1.3 De openbare behandeling van het geschil heeft plaatsgevonden op 14 september 2010. Verzoeker is in persoon verschenen, bijgestaan door zijn gemachtigde. Verweerder is vertegenwoordigd door zijn gemachtigde.
2. Overwegingen
2.1 Indien tegen een besluit beroep is ingesteld, kan de voorzieningenrechter van de rechtbank die bevoegd is in de hoofdzaak, ingevolge artikel 8:81, eerste lid, Algemene wet bestuursrecht (Awb) op verzoek een voorlopige voorziening treffen indien onverwijlde spoed, gelet op de betrokken belangen, dat vereist.
2.2 Ingevolge artikel 8:86, eerste lid, Awb heeft de voorzieningenrechter na behandeling ter zitting van het verzoek om een voorlopige voorziening de bevoegdheid om onmiddellijk uitspraak te doen in de hoofdzaak, indien hij van oordeel is dat nader onderzoek redelijkerwijs niet kan bijdragen aan de beoordeling van de zaak. Er bestaat in dit geval aanleiding om van deze bevoegdheid gebruik te maken.
2.3 In de hoofdzaak toetst de voorzieningenrechter het bestreden besluit aan de hand van de voorgedragen beroepsgronden op rechtmatigheid en ambtshalve aan voorschriften van openbare orde.
2.4 De aanvraag tot het verlenen van een verblijfsvergunning asiel voor bepaalde tijd is afgewezen in het kader van de zogenoemde Algemene Asielprocedure (verder te noemen AA-procedure). Een aanvraag kan in dat kader worden afgewezen, indien dit zonder schending van eisen van zorgvuldigheid binnen 48 proces-uren kan geschieden.
2.5 Verzoeker heeft ter onderbouwing van zijn aanvraag, samengevat, het volgende aangevoerd. Verzoeker heeft naar aanleiding van zijn relatie met Aicha verschillende problemen ondervonden en daarom zijn land van herkomst verlaten.

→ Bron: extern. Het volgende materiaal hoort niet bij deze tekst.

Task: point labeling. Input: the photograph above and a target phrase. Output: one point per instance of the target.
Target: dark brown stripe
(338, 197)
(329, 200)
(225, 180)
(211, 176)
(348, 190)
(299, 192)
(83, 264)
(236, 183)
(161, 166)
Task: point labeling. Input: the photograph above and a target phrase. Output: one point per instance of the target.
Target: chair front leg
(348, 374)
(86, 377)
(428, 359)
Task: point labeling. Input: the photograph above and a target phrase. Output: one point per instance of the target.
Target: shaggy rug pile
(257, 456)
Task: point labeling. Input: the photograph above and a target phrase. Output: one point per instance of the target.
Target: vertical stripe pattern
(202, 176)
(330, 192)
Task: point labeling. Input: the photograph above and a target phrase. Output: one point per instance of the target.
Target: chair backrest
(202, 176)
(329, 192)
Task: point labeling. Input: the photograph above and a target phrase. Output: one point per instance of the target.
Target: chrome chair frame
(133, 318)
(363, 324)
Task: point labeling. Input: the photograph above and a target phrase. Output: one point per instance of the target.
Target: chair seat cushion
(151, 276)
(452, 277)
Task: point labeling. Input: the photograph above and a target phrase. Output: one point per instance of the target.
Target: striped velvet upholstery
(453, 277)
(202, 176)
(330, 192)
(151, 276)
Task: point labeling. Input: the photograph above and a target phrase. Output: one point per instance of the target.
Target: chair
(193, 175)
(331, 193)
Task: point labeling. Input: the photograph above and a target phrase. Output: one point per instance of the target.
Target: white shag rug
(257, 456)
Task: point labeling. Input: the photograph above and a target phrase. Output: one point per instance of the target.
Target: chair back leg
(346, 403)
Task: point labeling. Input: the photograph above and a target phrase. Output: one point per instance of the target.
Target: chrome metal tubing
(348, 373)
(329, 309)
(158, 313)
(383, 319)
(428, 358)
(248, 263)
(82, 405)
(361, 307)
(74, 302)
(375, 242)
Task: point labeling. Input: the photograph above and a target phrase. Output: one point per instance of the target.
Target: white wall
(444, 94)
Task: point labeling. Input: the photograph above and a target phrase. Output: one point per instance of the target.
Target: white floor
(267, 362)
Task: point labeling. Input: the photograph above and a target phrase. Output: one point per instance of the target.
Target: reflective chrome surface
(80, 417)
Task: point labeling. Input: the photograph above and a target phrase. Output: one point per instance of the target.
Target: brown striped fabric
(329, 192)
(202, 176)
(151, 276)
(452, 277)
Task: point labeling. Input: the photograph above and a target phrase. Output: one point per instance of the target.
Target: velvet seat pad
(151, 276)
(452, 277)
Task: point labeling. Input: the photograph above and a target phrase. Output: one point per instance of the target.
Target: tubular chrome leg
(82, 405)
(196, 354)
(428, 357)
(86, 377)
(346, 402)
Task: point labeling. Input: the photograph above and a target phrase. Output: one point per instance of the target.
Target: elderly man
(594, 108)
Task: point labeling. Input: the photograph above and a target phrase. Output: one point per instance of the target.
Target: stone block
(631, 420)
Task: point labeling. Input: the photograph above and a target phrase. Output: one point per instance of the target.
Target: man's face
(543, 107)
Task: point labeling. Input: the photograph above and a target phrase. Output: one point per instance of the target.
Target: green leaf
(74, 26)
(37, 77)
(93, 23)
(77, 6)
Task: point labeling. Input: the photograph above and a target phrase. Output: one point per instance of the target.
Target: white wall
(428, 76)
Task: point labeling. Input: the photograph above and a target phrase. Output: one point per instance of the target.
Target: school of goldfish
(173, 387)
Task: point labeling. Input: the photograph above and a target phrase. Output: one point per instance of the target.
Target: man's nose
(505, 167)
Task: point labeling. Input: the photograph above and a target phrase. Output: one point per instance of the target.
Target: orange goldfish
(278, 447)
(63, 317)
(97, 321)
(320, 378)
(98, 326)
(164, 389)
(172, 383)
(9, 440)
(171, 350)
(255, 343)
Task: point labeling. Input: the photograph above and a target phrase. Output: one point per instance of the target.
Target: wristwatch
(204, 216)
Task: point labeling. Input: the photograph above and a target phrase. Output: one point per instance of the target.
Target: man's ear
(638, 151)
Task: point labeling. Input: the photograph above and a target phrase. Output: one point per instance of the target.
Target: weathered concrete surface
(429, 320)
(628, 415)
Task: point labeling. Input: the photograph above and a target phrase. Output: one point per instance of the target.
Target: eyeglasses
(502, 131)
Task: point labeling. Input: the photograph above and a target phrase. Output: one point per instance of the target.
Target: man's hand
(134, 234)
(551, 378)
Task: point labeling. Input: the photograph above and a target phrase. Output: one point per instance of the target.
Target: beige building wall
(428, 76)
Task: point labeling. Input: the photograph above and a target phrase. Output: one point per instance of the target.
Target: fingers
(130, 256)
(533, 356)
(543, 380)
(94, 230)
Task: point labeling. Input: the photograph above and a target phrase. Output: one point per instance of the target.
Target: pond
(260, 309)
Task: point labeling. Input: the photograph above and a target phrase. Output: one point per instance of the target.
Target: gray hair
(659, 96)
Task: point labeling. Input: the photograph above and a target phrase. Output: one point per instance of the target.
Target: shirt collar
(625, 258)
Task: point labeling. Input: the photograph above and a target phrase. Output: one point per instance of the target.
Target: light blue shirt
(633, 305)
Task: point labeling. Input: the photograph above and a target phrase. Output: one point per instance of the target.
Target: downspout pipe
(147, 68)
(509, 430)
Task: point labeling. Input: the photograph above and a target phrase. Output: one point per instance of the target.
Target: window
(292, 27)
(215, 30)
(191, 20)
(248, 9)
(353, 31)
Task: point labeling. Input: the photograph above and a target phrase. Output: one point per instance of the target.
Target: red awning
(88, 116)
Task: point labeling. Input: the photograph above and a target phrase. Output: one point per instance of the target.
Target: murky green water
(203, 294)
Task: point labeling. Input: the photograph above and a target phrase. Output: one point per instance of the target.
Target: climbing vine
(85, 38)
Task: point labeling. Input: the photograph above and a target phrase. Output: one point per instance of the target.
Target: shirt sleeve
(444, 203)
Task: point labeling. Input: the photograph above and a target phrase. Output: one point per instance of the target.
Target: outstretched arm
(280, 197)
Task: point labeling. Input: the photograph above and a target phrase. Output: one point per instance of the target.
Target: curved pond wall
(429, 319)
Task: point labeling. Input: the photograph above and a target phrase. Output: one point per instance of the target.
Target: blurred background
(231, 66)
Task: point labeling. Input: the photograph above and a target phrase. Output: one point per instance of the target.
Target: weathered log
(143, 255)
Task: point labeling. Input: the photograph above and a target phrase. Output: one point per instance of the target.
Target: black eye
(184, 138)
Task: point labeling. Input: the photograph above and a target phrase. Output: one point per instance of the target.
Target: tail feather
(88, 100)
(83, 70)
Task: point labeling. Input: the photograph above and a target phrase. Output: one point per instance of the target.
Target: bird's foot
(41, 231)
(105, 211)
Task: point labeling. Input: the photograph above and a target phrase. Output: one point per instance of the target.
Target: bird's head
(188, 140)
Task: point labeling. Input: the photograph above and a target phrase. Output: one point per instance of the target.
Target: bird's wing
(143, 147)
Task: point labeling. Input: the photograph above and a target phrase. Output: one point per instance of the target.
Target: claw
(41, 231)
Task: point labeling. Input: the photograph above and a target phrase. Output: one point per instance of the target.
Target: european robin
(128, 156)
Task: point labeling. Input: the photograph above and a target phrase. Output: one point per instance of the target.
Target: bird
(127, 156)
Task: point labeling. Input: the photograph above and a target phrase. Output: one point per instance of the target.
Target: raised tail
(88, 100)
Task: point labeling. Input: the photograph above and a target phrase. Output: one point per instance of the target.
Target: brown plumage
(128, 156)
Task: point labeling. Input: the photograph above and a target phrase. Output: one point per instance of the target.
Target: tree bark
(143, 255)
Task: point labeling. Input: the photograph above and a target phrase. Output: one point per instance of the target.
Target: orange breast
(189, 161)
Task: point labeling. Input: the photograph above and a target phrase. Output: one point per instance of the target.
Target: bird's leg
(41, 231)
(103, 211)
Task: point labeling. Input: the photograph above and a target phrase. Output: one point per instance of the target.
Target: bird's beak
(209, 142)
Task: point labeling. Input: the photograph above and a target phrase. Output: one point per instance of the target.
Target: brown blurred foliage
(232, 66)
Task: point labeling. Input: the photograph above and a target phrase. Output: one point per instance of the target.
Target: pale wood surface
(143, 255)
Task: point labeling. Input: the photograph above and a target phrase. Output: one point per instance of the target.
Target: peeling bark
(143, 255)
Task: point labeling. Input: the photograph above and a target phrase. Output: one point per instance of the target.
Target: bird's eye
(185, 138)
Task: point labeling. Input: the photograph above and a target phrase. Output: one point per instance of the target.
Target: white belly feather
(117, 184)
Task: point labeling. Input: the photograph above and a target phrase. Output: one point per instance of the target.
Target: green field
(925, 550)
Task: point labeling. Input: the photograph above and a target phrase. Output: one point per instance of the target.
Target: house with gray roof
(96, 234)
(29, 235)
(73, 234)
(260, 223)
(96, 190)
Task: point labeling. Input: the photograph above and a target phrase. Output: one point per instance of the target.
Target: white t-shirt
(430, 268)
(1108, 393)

2.6 Verweerder heeft de aanvraag van verzoeker afgewezen op de volgende gronden. Verzoeker is toerekenbaar ongedocumenteerd inzake zijn identiteit, nationaliteit en reisroute en wordt derhalve artikel 31, tweede lid, aanhef en onder f, Vreemdelingenwet 2000 (Vw) tegengeworpen. Het relaas mist positieve overtuigingskracht en is ongeloofwaardig. Verzoeker komt niet in aanmerking voor een verblijfsvergunning op grond van artikel 29 Vw.
2.7 Verzoeker heeft hiertegen, voor zover thans van belang, het volgende aangevoerd. Verweerder heeft in het bestreden besluit ten onrechte overwogen dat verzoeker geen gebruik heeft gemaakt van de mogelijkheid zijn zienswijze naar voren te brengen. Verzoeker heeft zijn zienswijze binnen de door verweerder gestelde termijn van 14 dagen gefaxt naar het nummer zoals staat vermeld op het voornemen.
De voorzieningenrechter overweegt als volgt.
2.8 Ingevolge artikel 42, derde lid, Vw wordt, indien de aanvraag wordt afgewezen, in de beschikking ingegaan op de zienswijze van de vreemdeling.
2.9 De rechtbank stelt vast dat verzoeker zijn zienswijze tijdig heeft ingediend en heeft verstuurd naar het faxadres van verweerder, zoals dat staat vermeld op de eerste bladzijde van het voornemen. Weliswaar verschilt dit nummer ([telefoonnummer 1]) van het nummer waar de zienswijze volgens de aanbiedingsbrief naar toe moet worden gestuurd ([telefoonnummer 2]), dit laat onverlet dat verzoeker ervan uit mocht gaan dat hij de zienswijze ook naar het eerstgenoemde nummer mocht faxen nu onder punt 4 van het voornemen staat vermeld dat de zienswijze kan worden ingediend op het faxnummer zoals genoemd op de eerste bladzijde van het voornemen.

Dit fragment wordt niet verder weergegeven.